# What is the piece



## Phil66 (Apr 28, 2006)

Hello all,

I wonder if you can help.

There is a very famous pice of music that starts with a single member of the orchestra playing, they play the whole piece and then another member joins in, this goes on until the entire orchestra is playing the piece.

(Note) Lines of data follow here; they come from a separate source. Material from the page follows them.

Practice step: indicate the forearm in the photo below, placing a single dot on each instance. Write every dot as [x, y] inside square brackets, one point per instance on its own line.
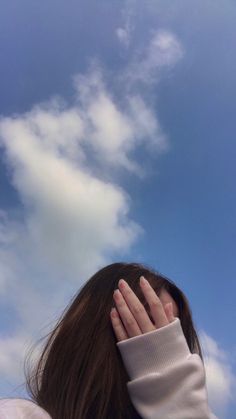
[167, 381]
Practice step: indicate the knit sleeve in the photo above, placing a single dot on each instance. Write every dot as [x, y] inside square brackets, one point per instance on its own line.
[21, 409]
[166, 379]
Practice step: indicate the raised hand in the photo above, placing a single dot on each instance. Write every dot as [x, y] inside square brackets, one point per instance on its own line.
[130, 318]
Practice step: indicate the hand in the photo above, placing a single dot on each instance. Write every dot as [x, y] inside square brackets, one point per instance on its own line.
[130, 318]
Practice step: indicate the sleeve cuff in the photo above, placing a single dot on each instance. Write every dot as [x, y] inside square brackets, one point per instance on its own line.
[154, 351]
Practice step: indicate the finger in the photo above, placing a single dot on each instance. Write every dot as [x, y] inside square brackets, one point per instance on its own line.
[155, 304]
[117, 325]
[136, 307]
[169, 312]
[128, 320]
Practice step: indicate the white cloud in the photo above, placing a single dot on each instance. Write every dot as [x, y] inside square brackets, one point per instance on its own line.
[219, 374]
[74, 218]
[124, 32]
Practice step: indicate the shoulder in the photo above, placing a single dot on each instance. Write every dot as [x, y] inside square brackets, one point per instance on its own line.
[21, 409]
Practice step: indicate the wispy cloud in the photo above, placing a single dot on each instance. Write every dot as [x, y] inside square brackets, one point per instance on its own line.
[74, 216]
[221, 382]
[163, 52]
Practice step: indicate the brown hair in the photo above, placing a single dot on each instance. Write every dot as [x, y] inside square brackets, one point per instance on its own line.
[80, 373]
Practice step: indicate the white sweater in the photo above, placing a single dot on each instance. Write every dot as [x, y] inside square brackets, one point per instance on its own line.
[166, 380]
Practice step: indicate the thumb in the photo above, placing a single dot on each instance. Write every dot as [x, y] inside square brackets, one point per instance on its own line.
[169, 312]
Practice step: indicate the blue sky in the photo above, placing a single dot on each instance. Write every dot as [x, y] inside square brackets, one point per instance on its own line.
[117, 138]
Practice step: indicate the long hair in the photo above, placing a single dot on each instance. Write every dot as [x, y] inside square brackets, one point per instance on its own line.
[80, 373]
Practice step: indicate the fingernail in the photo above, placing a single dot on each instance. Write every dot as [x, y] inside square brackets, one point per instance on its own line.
[113, 312]
[122, 283]
[143, 281]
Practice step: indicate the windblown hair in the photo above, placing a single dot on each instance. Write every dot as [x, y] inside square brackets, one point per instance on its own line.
[80, 373]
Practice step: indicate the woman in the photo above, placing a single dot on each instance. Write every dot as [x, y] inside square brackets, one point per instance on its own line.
[133, 353]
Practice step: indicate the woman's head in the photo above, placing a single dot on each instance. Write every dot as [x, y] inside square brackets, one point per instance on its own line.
[80, 374]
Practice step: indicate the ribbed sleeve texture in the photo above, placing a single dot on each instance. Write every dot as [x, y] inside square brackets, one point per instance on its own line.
[166, 380]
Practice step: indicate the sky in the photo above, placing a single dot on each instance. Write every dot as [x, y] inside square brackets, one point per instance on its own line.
[117, 143]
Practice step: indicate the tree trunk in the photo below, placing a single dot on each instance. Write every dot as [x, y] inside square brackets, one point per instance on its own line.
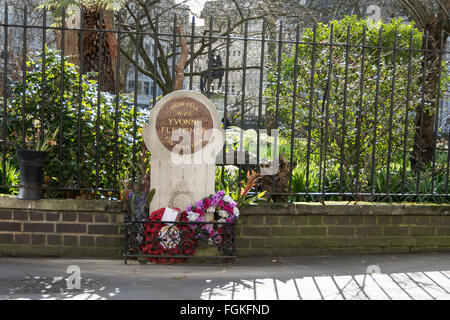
[91, 49]
[424, 123]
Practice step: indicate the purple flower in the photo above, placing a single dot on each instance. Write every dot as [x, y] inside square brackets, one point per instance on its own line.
[215, 200]
[199, 204]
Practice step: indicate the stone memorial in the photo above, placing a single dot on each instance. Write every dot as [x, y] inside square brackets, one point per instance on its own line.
[184, 135]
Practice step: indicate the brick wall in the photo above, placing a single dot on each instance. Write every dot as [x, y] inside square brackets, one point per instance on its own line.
[92, 228]
[61, 228]
[341, 227]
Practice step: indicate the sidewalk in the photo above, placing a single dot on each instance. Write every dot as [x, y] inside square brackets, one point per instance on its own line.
[406, 276]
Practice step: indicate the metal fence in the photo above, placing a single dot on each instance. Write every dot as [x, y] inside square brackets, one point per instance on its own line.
[349, 110]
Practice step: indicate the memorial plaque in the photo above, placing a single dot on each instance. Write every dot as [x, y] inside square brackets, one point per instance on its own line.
[185, 115]
[178, 116]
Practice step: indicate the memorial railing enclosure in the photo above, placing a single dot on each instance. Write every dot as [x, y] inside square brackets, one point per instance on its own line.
[360, 111]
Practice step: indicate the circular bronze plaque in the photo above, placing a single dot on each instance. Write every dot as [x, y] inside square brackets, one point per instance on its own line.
[181, 118]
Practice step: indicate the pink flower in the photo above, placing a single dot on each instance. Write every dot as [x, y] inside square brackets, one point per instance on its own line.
[206, 203]
[228, 208]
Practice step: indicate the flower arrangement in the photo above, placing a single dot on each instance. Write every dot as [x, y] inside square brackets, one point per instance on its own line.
[219, 208]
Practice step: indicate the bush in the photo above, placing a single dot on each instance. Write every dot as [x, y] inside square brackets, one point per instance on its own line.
[362, 116]
[88, 111]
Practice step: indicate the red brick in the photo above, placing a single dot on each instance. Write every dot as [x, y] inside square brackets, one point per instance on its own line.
[54, 239]
[21, 238]
[52, 216]
[85, 217]
[395, 231]
[422, 231]
[70, 240]
[397, 220]
[5, 215]
[272, 220]
[342, 220]
[436, 220]
[69, 216]
[36, 216]
[384, 220]
[70, 228]
[341, 231]
[356, 220]
[6, 238]
[368, 231]
[20, 215]
[110, 229]
[87, 240]
[9, 226]
[38, 227]
[110, 241]
[370, 221]
[443, 231]
[38, 239]
[101, 217]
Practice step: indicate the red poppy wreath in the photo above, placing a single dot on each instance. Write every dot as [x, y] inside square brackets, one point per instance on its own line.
[168, 239]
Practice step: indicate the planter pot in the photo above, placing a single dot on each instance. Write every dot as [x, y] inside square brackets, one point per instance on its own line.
[31, 165]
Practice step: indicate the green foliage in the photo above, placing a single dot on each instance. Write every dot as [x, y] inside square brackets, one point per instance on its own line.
[78, 105]
[402, 181]
[357, 119]
[11, 176]
[238, 188]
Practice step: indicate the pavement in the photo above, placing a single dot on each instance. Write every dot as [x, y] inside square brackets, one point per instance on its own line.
[356, 277]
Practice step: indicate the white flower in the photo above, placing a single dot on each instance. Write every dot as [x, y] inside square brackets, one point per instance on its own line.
[227, 199]
[192, 216]
[236, 212]
[223, 214]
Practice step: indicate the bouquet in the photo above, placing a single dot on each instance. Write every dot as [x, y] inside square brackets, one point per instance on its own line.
[217, 208]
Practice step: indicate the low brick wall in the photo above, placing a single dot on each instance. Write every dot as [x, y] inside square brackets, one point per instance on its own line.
[342, 228]
[92, 228]
[61, 227]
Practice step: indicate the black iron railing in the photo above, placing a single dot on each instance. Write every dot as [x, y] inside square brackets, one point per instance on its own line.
[168, 242]
[351, 113]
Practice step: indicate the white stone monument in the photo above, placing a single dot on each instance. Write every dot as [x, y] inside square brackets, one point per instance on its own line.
[184, 136]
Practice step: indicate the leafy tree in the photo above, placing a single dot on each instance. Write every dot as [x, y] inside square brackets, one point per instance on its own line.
[70, 103]
[346, 110]
[433, 17]
[93, 16]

Anyone know what it is pleeeease

Cheers
Phil


----------



## Mr Salek (Apr 11, 2006)

It's called Bolero by Ravel.


----------



## EddieRUKiddingVarese (Jan 8, 2013)

Well its not 4'33"


----------



## Larkenfield (Jun 5, 2017)

Perhaps the opposite of Ravel's Bolero is Haydn's Symphony No. 45, where each member of the orchestra eventually walks off until only two muted violins are left. Someone should program them together and bring everything full-circle in perpetuity.


----------



## Art Rock (Nov 28, 2009)

Tubular bells by Mike Oldfield. :devil:


----------



## Pugg (Aug 8, 2014)

EddieRUKiddingVarese said:


> Well its not 4'33"


Poor O.P will never see your answer.


----------



## eugeneonagain (May 14, 2017)

The most unusual thing is the OP's join date...April 2006!!! And then a first post.


----------



## EddieRUKiddingVarese (Jan 8, 2013)

Pugg said:


> Poor O.P will never see your answer.


Well do you know the Piece?


----------



## Pugg (Aug 8, 2014)

EddieRUKiddingVarese said:


> Well do you know the Piece?


It was given in post 2 in 2006


----------



## eugeneonagain (May 14, 2017)

Pugg said:


> It was given in post 2 in 2006


D'oh...I failed to see that the post actually _was_ from 2006 Poor OP never responded.


----------



## Pugg (Aug 8, 2014)

eugeneonagain said:


> D'oh...I failed to see that the post actually _was_ from 2006 Poor OP never responded.


He saw his answer on April 30th and never came back. 
( Whilst we had Queens day)


----------



## Brahmsian Colors (Sep 16, 2016)

Maybe Benjamin Britten's _The Young Person's Guide To the Orchestra_.


----------